Backend Services
Using PlayKit JS SDK with backend services for server-side AI operations
Backend Services
This guide explains how to use the PlayKit SDK in a client-server architecture, where your backend service needs to make AI calls on behalf of authenticated users.
Architecture Overview
In a typical setup:
- Frontend: User authenticates via PlayKit SDK, obtains a Player Token
- Backend: Receives the Player Token, validates it, and makes AI calls
┌─────────────┐ Player Token ┌─────────────┐
│ Frontend │ ──────────────────▶ │ Backend │
│ (Browser) │ │ (Node.js) │
└─────────────┘ └─────────────┘
│ │
│ Login │ Validate Token
▼ │ + AI Calls
┌─────────────┐ │
│ PlayKit │ ◀────────────────────────────┘
│ Server │
└─────────────┘Frontend: User Authentication
When no developerToken is provided, the SDK automatically triggers the device authorization flow.
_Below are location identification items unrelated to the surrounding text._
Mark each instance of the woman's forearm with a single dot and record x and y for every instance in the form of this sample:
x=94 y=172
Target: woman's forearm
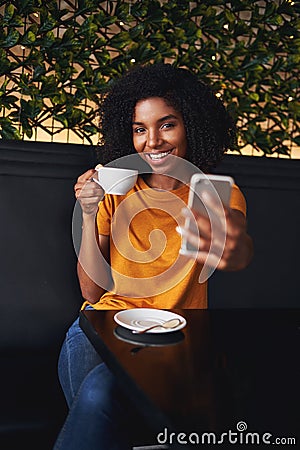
x=93 y=268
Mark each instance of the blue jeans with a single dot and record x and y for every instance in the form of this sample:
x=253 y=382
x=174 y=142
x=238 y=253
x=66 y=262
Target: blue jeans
x=97 y=407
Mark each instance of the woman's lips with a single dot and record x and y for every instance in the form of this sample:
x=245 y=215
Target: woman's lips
x=158 y=156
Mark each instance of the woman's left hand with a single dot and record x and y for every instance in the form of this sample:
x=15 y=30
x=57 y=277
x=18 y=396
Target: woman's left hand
x=223 y=241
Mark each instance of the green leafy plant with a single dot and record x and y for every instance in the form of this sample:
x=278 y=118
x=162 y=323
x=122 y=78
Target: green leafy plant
x=55 y=62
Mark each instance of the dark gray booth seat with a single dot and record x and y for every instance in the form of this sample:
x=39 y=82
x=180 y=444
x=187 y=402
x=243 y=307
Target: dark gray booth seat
x=39 y=290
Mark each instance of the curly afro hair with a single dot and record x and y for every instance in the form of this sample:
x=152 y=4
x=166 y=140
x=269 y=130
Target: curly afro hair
x=209 y=129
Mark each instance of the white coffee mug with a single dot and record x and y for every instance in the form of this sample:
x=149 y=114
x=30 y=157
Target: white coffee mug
x=116 y=181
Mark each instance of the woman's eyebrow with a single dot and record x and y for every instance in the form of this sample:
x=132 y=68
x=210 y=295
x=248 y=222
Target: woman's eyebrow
x=162 y=119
This opens a browser window for the user to log in via PlayKit:
import { PlayKitSDK } from 'playkit-sdk';
const sdk = new PlayKitSDK({
gameId: 'your-game-id'
// No developerToken = auto triggers device auth flow
});
await sdk.initialize();
// Listen for successful authentication
sdk.on('authenticated', async (authState) => {
// Get the player token to send to your backend
const token = sdk.getToken();
// Send token to your backend for subsequent API calls
await fetch('/api/set-session', {
method: 'POST',
headers: { 'Content-Type': 'application/json' },
body: JSON.stringify({ playerToken: token })
});
});Features:
- Opens browser for secure login (email/phone verification)
- Uses PKCE for security
- Token automatically saved locally for next session
- Works in browser and desktop (Electron) environments
Getting the Current Token
Once authenticated, you can retrieve the token anytime:
// Check if authenticated
if (sdk.isAuthenticated()) {
const token = sdk.getToken();
// Include in API calls to your backend
const response = await fetch('/api/your-endpoint', {
headers: {
'Authorization': `Bearer ${token}`
}
});
}Backend: Token Validation
Your backend needs to validate Player Tokens before processing requests.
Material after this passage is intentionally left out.